14 marca Emmanuel Macron udzielił wywiadu stacjom TF1 i France 2 w programie „20 heures”. W tym samym czasie konto FranceNews24 opublikowało sensacyjnego tweeta na portalu X. Informuje w nim, jakoby francuscy żołnierze byli w drodze do Rumunii w celu przygotowania relokacji na teren Ukrainy. Gorący news podchwycił portal i.pl należący do Polska Press. W artykule wyjaśniamy, że brak na to dowodów, a tekst portalu i.pl to typowa „kaczka dziennikarska”.
Brak dowodów
Więcej o naszym systemie oceniania:Francuskie wojsko nie zmierza do Ukrainy
Informacja o rzekomym przygotowaniu francuskich żołnierzy do desantu w Ukrainie trafiła również na portal wykop [1, 2]. Autorzy obu postów także powołują się na FranceNews24. W skasowanym już tweecie przeczytać można było, że:
Francuskie pułki są podobno w drodze do #Rumunia, przygotowując się do rozmieszczenia w Ukrainie, aby stawić czoła rosyjskiej armii, zwłaszcza w Odessie. Wśród nich wymienia się 2. pułk piechoty z Nímes.

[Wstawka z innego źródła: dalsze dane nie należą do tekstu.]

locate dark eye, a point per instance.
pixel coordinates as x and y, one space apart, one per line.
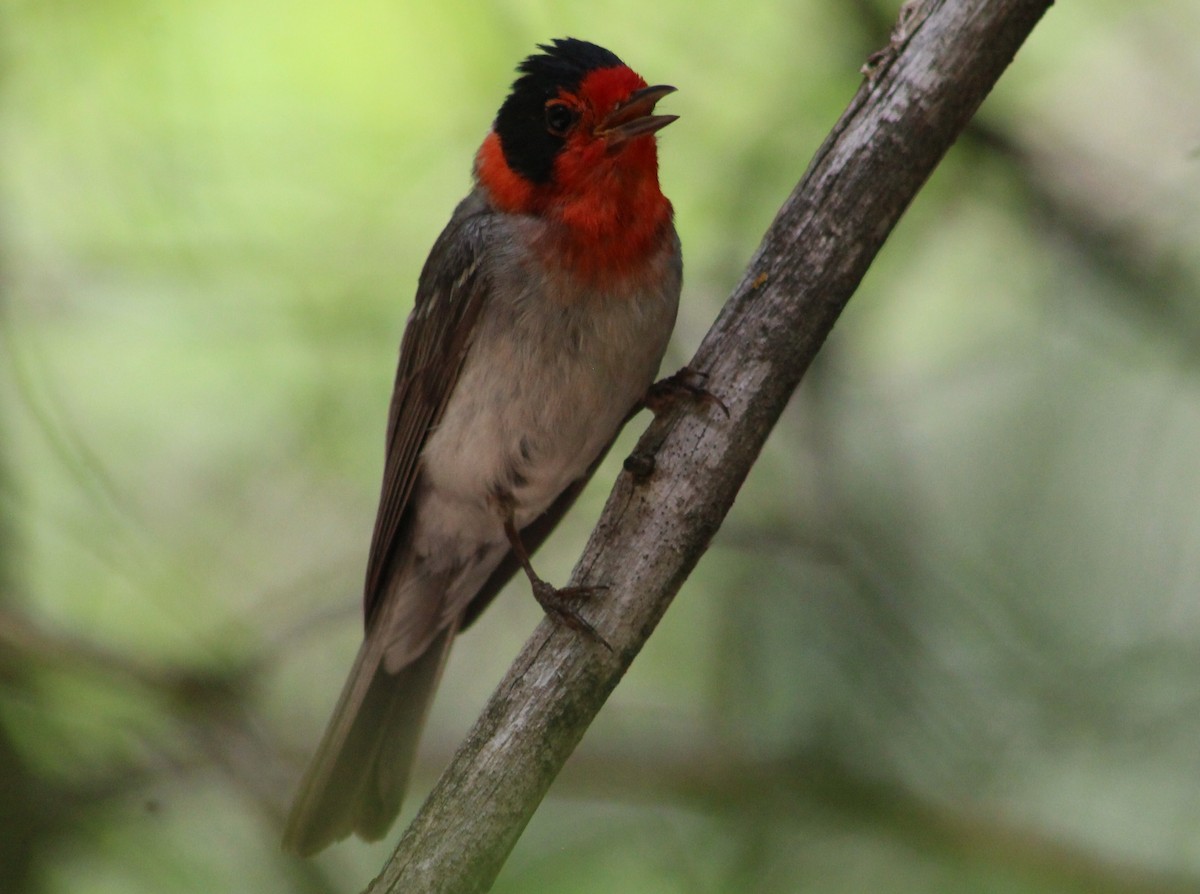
559 118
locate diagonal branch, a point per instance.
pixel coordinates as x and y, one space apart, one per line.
919 93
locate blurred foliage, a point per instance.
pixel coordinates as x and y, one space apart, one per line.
949 637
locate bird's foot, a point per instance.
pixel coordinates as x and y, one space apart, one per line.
687 384
561 604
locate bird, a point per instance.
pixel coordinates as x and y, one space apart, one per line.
540 319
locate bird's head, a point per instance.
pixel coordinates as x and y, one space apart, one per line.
575 142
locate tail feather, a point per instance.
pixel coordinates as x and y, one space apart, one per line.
357 780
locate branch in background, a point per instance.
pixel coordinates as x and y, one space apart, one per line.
921 93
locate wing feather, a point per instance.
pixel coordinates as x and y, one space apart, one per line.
450 294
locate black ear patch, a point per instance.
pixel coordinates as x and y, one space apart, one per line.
528 138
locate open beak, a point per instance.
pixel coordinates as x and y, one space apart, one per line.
635 118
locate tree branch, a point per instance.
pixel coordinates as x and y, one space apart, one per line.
921 91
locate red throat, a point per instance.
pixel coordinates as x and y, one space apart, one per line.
613 216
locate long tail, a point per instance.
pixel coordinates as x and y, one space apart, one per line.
357 780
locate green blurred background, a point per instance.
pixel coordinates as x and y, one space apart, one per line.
949 636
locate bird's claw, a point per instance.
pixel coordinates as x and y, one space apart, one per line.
559 604
687 384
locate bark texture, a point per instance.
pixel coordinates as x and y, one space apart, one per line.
918 94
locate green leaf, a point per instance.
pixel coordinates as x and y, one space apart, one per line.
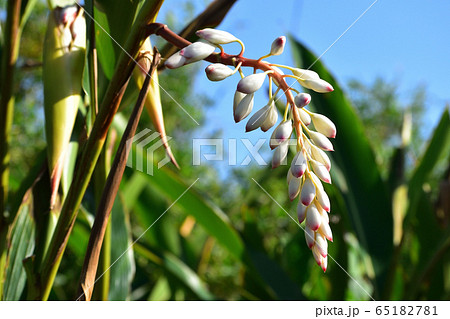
176 267
114 19
122 258
212 219
21 245
367 197
438 148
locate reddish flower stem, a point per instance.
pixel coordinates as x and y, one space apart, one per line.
163 31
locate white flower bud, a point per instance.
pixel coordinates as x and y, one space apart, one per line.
321 171
308 192
305 74
301 212
197 51
271 119
298 165
244 108
294 187
280 154
322 245
309 236
304 117
325 230
321 141
218 72
257 119
323 214
317 85
313 218
281 134
251 83
324 125
278 46
317 256
302 99
324 264
175 61
238 96
289 176
216 36
323 200
320 156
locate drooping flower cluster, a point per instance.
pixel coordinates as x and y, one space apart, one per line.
311 165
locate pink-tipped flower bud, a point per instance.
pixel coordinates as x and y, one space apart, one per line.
251 83
289 176
216 36
323 199
325 230
321 141
175 61
299 164
304 117
316 180
294 187
321 171
313 218
317 256
324 264
322 245
324 125
323 214
317 85
310 237
257 119
320 156
308 192
302 99
244 108
280 154
301 212
271 118
218 72
278 46
305 74
281 134
238 96
197 51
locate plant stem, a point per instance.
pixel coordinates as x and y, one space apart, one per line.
9 59
94 146
89 271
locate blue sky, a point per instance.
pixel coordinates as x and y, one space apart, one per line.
403 41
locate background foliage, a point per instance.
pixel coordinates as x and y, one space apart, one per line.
225 238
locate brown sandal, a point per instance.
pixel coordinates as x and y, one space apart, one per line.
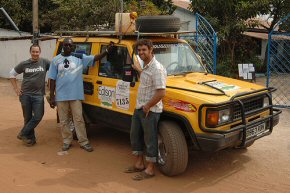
142 176
133 169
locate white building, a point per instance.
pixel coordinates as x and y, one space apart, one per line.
15 48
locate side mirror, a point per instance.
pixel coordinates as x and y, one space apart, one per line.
128 73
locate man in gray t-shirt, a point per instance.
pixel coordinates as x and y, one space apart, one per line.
31 92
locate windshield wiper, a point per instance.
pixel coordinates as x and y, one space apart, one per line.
182 73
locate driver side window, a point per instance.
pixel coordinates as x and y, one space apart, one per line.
111 65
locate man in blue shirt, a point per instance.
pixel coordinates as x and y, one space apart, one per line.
66 91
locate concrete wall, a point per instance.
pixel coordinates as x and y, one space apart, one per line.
12 52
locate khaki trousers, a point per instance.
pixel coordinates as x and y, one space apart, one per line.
65 110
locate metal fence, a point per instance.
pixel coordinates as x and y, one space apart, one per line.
279 62
206 43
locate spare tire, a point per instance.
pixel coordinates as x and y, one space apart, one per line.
160 23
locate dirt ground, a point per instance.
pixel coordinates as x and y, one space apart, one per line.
264 167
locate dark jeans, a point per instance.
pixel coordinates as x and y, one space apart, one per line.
33 110
144 131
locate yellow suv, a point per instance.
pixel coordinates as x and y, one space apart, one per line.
202 111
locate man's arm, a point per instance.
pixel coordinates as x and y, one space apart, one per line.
136 65
159 94
12 79
52 102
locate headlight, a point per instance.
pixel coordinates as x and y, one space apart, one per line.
266 102
217 117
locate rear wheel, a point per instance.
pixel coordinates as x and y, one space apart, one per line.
172 149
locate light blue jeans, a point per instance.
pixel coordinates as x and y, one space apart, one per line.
33 110
144 131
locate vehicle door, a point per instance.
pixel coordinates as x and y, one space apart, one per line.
117 98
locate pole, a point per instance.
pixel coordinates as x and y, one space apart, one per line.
35 21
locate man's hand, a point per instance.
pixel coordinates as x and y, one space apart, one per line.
136 65
110 47
52 102
18 92
146 110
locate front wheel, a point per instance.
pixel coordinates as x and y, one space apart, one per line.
172 149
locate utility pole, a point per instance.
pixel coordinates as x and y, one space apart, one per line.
35 21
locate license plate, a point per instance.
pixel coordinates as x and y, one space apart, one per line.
256 131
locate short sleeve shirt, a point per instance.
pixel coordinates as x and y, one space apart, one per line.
34 73
152 78
67 71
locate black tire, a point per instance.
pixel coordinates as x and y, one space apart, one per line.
161 23
172 149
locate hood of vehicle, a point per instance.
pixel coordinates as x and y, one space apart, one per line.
210 87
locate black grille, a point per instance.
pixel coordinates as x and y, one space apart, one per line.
249 104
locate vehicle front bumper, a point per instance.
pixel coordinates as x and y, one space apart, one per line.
218 141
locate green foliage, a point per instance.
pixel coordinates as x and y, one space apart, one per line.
229 19
166 7
149 8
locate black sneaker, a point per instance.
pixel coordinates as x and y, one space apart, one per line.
26 141
33 142
19 136
87 147
65 147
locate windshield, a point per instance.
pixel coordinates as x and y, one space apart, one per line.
177 58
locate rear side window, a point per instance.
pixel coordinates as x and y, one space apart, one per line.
79 48
112 64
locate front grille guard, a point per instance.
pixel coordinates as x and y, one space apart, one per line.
244 125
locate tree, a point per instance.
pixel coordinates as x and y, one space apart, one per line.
228 17
166 6
148 9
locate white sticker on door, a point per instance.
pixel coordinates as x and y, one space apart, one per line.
123 95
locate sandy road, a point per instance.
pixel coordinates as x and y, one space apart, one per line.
264 167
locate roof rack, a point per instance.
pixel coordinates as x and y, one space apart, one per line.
114 33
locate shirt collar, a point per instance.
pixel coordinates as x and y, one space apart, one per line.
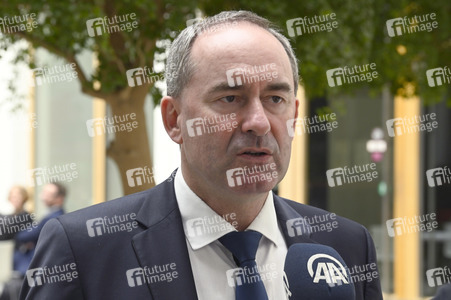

Konto FranceNews24 zapewne powołało się na Érica Verhaeghe, autora bloga Courrier des Stratèges i zwolennika teorii spiskowych. Francuski portal Conspiracy Watch przedstawił jego sylwetkę w artykule z 2022 roku.
FranceNews24 opublikowało sprostowanie, w którym przeprasza za błąd polegający na niezweryfikowaniu informacji pochodzącej od niewiarygodnej osoby.
Podsumowanie
Sensacyjna informacja, jakoby francuskie wojska zmierzały do Ukrainy, aby walczyć przeciwko Rosji, pochodzi od Érica Verhaeghe, zwolennika teorii spiskowych. Tak ważne informacje powinny być weryfikowane ze szczególną starannością. Publikowanie niesprawdzonych informacji dotyczących wojny za naszą wschodnią granicą to nie tylko złamanie standardów dziennikarskich, ale również wzniecanie niepotrzebnej paniki.